The longer one: Conference pride is a southern invention perpetuated by conference commissioners and network executives to aggregate stakeholders and markets, reappropriating an excruciatingly dumb tradition hatched by the descendants of Americans who finishing second in the Civil War where small and insignificant Ws are procured in a futile attempt to obscure a large and residually humiliating L left behind by their ancestors.
That tradition has been repackaged nationally as conference pride, which is unique to amateur athletics; a tradition since exactly 1932 intended to quench an unrequited thirst for winning.
The way conference pride works is that when your team loses, you root for your region. Because it's only natural to hope your most relevant and dangerous rivals gain strength and adulation while putting more distance between themselves and their closest peers.
In the case of this year's Final Four, it would mean hoping Michigan - which has been fleecing Ohio of its most talented guards for nearly a decade with Ohio State's complicity - can capture college basketball's brass ring. Because championships are enjoyed by the conference, which is why Ohio State's 2014 CFB trophy sits in a beautiful glass case display in West Lafayette.

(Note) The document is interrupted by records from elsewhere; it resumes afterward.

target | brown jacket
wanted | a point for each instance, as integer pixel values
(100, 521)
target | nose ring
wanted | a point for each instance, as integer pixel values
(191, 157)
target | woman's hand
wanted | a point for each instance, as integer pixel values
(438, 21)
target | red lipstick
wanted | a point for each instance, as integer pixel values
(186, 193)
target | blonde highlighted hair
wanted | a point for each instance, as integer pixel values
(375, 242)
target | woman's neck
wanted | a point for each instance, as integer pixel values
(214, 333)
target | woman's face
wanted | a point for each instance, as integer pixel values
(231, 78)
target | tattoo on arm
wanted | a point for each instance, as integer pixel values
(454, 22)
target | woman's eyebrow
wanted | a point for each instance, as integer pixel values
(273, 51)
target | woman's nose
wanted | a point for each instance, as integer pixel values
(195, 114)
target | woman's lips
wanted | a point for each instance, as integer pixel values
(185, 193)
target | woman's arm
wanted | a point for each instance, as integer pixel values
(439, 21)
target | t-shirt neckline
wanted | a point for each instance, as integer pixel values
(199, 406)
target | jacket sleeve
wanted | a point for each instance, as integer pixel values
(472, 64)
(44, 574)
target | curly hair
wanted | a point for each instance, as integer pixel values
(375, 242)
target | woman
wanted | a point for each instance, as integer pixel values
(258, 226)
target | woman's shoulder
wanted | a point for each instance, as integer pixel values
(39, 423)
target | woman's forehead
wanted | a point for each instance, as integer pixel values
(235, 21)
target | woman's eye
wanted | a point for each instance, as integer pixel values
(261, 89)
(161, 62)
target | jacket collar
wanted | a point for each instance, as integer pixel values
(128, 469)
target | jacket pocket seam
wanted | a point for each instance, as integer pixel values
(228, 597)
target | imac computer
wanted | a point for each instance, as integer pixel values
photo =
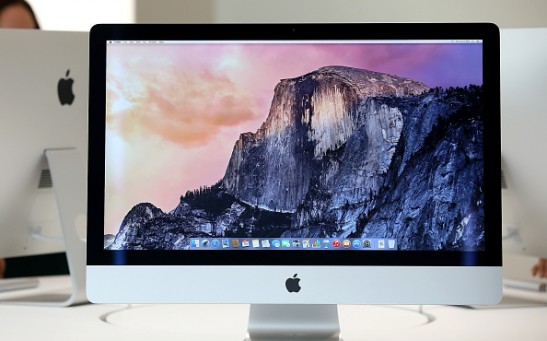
(524, 119)
(294, 167)
(43, 145)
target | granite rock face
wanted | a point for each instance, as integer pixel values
(344, 152)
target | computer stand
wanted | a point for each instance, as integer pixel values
(69, 185)
(269, 322)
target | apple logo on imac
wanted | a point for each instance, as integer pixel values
(64, 89)
(293, 283)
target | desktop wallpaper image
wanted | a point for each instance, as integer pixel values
(294, 140)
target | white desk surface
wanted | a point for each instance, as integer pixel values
(228, 322)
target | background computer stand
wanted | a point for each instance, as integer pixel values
(69, 185)
(293, 322)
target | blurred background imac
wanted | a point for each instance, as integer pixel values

Conference pride isn't real. If you suffer from this condition, your emotions have been easily swindled. Shorter version:
Conference pride started as southern bullshit and then infected the rest of the country via ESPN bullshit and lucrative television contract bullshit.

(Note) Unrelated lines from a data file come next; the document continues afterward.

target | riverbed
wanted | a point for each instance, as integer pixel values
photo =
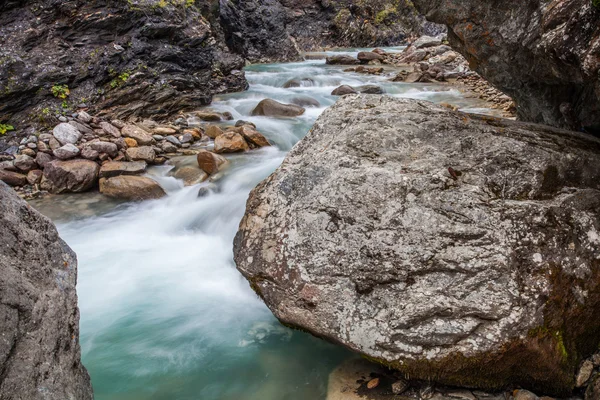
(164, 312)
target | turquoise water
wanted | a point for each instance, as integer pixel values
(164, 312)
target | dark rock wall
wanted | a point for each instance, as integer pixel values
(39, 329)
(544, 54)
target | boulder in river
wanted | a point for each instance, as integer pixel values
(210, 162)
(70, 176)
(456, 248)
(230, 142)
(40, 353)
(342, 59)
(133, 188)
(343, 90)
(272, 108)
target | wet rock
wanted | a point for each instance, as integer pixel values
(40, 319)
(105, 147)
(343, 90)
(190, 175)
(110, 129)
(132, 188)
(142, 153)
(24, 163)
(305, 101)
(366, 56)
(65, 134)
(230, 142)
(370, 89)
(452, 189)
(272, 108)
(34, 176)
(117, 168)
(13, 178)
(70, 176)
(142, 137)
(585, 373)
(66, 152)
(301, 82)
(213, 131)
(253, 137)
(342, 59)
(210, 162)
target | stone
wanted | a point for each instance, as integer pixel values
(190, 175)
(34, 176)
(13, 178)
(38, 304)
(230, 142)
(65, 134)
(72, 176)
(84, 117)
(110, 129)
(426, 41)
(272, 108)
(89, 154)
(342, 60)
(366, 56)
(399, 387)
(253, 137)
(130, 142)
(399, 218)
(210, 162)
(213, 131)
(343, 90)
(585, 373)
(142, 153)
(117, 168)
(547, 61)
(142, 137)
(173, 140)
(370, 89)
(132, 188)
(302, 82)
(305, 101)
(105, 147)
(66, 152)
(24, 163)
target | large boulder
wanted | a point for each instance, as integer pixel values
(40, 357)
(272, 108)
(133, 188)
(70, 176)
(546, 56)
(457, 248)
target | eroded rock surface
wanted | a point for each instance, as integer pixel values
(544, 54)
(39, 346)
(456, 248)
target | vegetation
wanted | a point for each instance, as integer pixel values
(5, 128)
(60, 91)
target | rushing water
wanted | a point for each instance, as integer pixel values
(164, 312)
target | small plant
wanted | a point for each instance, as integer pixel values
(5, 128)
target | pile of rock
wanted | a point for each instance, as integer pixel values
(84, 152)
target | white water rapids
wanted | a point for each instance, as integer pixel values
(164, 312)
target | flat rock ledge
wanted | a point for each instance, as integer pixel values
(456, 248)
(40, 357)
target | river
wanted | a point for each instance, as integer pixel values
(164, 312)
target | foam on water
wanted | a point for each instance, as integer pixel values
(164, 312)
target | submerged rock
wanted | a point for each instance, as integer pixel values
(39, 352)
(272, 108)
(456, 248)
(133, 188)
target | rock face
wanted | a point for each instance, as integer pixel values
(545, 55)
(457, 248)
(39, 350)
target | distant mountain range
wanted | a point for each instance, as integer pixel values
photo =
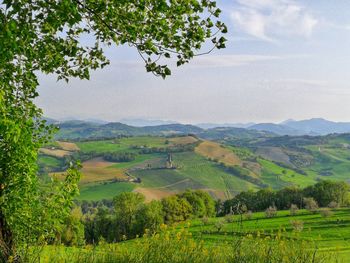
(75, 129)
(316, 126)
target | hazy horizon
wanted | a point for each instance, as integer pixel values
(284, 60)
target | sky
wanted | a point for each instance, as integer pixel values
(284, 59)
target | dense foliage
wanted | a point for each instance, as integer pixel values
(324, 193)
(128, 216)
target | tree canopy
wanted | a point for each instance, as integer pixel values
(45, 36)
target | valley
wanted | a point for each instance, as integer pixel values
(173, 158)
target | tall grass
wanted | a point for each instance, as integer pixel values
(179, 246)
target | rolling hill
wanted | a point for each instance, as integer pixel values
(221, 161)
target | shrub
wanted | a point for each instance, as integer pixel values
(326, 212)
(333, 205)
(248, 215)
(297, 225)
(271, 211)
(219, 225)
(229, 218)
(205, 220)
(310, 204)
(293, 209)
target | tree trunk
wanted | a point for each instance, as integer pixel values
(6, 239)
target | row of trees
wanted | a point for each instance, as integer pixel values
(323, 192)
(129, 216)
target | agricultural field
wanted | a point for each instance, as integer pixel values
(207, 165)
(324, 238)
(329, 234)
(217, 152)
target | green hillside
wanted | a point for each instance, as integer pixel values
(273, 162)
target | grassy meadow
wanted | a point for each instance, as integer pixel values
(241, 239)
(200, 168)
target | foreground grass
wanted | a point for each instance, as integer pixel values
(257, 239)
(180, 246)
(331, 234)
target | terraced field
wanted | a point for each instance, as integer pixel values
(201, 168)
(217, 152)
(328, 234)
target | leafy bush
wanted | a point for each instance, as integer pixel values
(310, 204)
(297, 225)
(248, 215)
(326, 212)
(271, 211)
(333, 205)
(293, 210)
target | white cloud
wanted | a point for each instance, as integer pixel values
(219, 61)
(270, 19)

This happens nowhere else in sports. Saints fans don't pull for the Falcons unless they need the Falcons' help, then they do so with teeth clenched. The Hawks are the NBA's second-worst team; their fans aren't hoping Charlotte scraps its way into the playoffs to salvage their shitty season. Ask Braves fans about National League East pride and then pay attention to how their faces react.

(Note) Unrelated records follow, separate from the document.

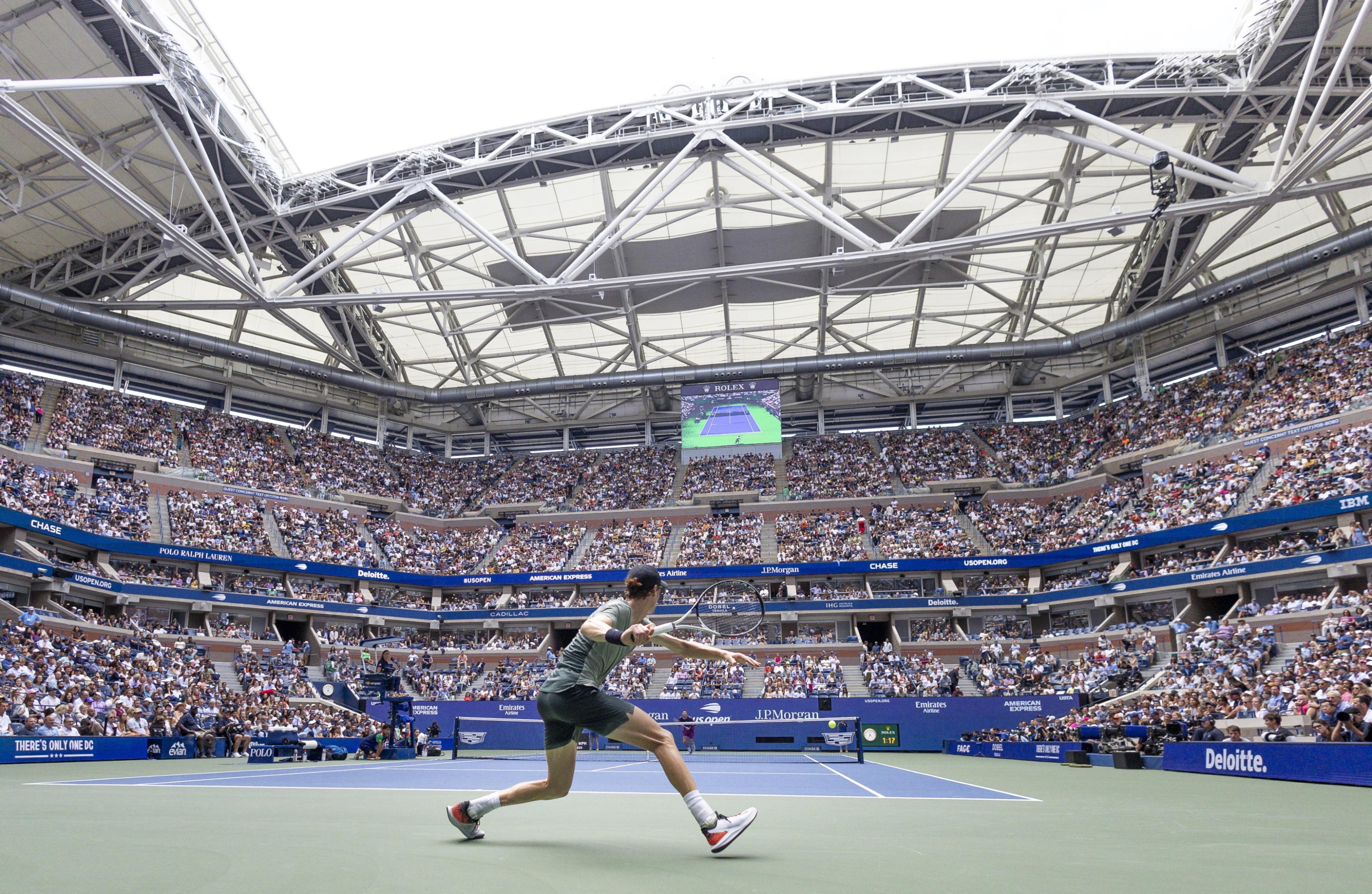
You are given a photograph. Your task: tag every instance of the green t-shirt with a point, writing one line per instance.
(586, 661)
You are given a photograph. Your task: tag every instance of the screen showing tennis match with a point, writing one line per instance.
(729, 413)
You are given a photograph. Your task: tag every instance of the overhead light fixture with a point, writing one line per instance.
(1163, 183)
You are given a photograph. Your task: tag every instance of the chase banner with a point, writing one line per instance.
(925, 722)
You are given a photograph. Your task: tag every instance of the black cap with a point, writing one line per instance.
(645, 575)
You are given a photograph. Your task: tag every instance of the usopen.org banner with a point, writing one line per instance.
(1290, 514)
(925, 722)
(1301, 761)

Notice those are all southern sports teams. They just don't participate in a conference that unifies all of the former Confederate states, together. That's the genesis. Without it, there's no conference pride.
It isn't a Michigan thing, either. Pulling for the Wolverines this Saturday because you hold a very personal, deeply-seeded bitterness toward Loyola-Chicago has nothing to do with conference pride. Three seasons ago Wisconsin made it to the title game against Duke. Hating Duke basketball is a valid emotion and reasonable position to hold.
Lesser of Two Evils is an agonizing tradition in American rooting interests (our sports actually stole it from our politics). You have to live with and justify your choices. You do need to answer to you.
Which means explaining your actions while passing the red-face test. It will always pass if you made a wager or have bracket interests. It passes if your favorite niece that you're so proud of is enrolled there. It will go on your permanent record for self-incrimination if you just wanted the office park by O'Hare airport to be happy.
Conference pride enthusiasts can defend their actions to a degree - like if Michigan prevails this weekend, the Big Ten will get some extra money and we'll all get our shares of it mailed to us in early May when the checks get cut. Shortly thereafter, Ohio State basketball will receive the upgrades it's entitled to simply because the national champion is a division rival, similar to the way the Buckeyes' two national titles in football over the past 16 seasons have brought conspicuous lift to the Wolverines and the Big Ten overall.
So there is a benefit to conference pride - who doesn't like money? But if your dignity can't be bought, perhaps you should consider that conference pride is dirty myth no shower can fully clean, because if you root for Michigan because it's in Ohio State's conference...yeah you're just rooting for Michigan.
Should be a fun weekend! Go Ramblers. Beat Michigan. But not by too many points, please - that might make the whole conference look bad.